Yeah, you guys are saying what I was thinking about. IIRC loop unrolling helps because it decreases the number of branches dealt with, but loops are generally easy branches to predict so branch prediction nowadays removes most of the benefit of unrolling.
The history is mixed up here. They didn't even have predictive CPUs back when loop unrolling was the main thing you did. So it's basically completely wrong to say the main rationale behind loop unrolling was about decreasing branches. There were no branches.
What loop unrolling is for is avoiding the instruction overhead per cycle. By unrolling a loop, you get rid of the counter variable and the jump instructions. You will save the one hit on the branch prediction, but only on the last iteration, and by the time that was important, well instruction cache size was becoming important, too, so loop unrolling was already becoming counter-productive.
The branch penalty thing is a thing where if it makes sense to unroll the loop for other reasons, or all else being equal then it might tip it over the edge to being worthwhile, rather than being the main show.

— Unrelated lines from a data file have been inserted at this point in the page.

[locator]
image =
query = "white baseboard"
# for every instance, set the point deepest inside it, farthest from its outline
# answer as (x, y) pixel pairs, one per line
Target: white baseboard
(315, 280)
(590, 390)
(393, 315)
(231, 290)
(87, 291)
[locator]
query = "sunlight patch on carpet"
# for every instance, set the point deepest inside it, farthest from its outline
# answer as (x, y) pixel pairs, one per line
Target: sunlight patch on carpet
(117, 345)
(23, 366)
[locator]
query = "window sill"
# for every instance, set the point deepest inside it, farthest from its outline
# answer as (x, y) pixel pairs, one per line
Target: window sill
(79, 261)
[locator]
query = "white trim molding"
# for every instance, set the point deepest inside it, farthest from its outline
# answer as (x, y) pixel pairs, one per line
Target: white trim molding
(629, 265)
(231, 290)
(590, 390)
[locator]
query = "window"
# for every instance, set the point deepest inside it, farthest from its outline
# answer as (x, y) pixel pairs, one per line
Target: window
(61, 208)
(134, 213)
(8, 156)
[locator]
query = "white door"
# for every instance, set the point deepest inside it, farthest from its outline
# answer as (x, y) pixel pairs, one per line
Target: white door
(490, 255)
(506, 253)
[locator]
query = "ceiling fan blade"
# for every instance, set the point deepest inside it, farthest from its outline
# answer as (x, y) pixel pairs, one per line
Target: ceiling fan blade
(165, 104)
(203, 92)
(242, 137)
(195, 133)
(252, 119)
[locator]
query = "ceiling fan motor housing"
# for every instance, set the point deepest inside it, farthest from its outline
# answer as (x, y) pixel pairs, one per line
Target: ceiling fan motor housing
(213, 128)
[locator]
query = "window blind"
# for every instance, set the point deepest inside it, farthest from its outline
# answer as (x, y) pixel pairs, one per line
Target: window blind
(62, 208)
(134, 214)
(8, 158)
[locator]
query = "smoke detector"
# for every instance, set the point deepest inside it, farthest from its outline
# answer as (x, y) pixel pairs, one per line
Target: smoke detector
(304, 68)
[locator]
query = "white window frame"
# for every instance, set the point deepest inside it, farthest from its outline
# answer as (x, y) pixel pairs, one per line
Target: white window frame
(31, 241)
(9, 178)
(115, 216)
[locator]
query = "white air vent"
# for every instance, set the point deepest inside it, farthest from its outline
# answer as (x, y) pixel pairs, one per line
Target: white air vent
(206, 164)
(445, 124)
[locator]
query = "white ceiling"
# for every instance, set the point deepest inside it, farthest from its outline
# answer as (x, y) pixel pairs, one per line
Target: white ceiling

For example, say you're looping something 1024 times and you decide to use a little loop-unrolling. You might unroll on 8s, so you do 8, increment the index by 8, then do another 8 and so on. You'll get the benefit of unrolling, but you can fine-tune this so that it doesn't overload the instruction cache, and find an optimal value for how many you step through per loop. However, the branch predictor will only fail on the last iteration, so once per 1024 elements, no matter if you unrolled this loop or not. So, given even the most rudimentary branch prediction on the CPU then unrolling in this case wasn't about that. Partially unrolling loops is far more common than completely removing them, which is what you'd need to do to get any benefit of avoiding branch misses.